Is marketing technology entering a post-platform era? - Chief Marketing Technologist | The MarTech Digest | Scoop.it
iPaaS (integration-platform-as-a-service) and similar kinds of integration services were built from the ground up to be hubs. You plug all your marketing applications (particularly SaaS products) into the iPaaS service — most of which have hundreds of application connectors ready for you to pick from a simple menu — and then it handles piping data between them via their APIs.

Most iPaaS solutions initially focused on making it easy to integrate all your different marketing cloud services. They were the Data Plumbing layer in the above diagram. Many then added Data Parsing/Routing Logic that gave their users — “citizen integrators” — the flexibility to create more intelligent, multi-step recipes for reacting to events from any one connected product and triggering actions in response through other connected products.

The reason I call iPaaS solutions “virtual platforms” is because as long as they focus only on the Data Integration layer, they don’t serve as a System of Record for the data that passes through them, and they don’t provide Marketing Execution or Marketing Intelligence.

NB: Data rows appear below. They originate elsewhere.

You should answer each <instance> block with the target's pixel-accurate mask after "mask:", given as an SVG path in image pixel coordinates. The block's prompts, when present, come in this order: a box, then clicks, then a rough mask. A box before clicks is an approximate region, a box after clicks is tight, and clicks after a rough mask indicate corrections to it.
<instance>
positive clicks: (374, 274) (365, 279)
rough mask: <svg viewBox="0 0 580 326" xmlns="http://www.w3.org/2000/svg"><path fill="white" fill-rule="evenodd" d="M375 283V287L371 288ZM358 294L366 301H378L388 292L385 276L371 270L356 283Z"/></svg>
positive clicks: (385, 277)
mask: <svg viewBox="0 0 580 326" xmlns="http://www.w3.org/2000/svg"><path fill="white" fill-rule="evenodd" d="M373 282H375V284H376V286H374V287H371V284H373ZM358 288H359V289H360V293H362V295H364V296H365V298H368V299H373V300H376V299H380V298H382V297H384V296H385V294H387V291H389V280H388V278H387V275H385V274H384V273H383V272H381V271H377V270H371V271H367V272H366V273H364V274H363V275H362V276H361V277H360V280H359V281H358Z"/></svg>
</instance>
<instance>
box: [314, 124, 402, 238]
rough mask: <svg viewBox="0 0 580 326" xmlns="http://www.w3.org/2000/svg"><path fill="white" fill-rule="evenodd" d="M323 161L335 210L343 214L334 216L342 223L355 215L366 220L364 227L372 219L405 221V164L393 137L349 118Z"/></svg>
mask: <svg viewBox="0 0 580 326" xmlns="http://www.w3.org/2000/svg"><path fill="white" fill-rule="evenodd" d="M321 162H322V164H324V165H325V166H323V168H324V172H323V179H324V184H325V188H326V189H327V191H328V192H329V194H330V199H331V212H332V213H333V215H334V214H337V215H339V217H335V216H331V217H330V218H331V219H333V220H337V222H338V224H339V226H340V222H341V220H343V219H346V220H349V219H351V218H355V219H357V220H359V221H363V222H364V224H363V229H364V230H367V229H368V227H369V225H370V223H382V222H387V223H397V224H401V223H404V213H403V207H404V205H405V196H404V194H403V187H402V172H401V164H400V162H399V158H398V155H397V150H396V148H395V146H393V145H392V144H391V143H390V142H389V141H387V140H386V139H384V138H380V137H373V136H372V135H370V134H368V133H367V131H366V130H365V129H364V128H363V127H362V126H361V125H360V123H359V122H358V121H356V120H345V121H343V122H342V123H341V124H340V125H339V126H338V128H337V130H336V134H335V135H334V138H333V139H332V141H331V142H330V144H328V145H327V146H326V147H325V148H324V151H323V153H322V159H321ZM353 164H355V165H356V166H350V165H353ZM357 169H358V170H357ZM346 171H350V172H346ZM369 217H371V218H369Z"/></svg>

Indeed, this is exactly what customer data platforms (CDPs) have done. Many of them have an iPaaS-like background or capabilities, but they also serve as a System of Record, storing and even normalizing the data that passes through its engine. Several have now started to implement their own built-in Marketing Execution and Marketing Intelligence capabilities too — while still making it very easy for marketers to plug in alternate execution and intelligence services.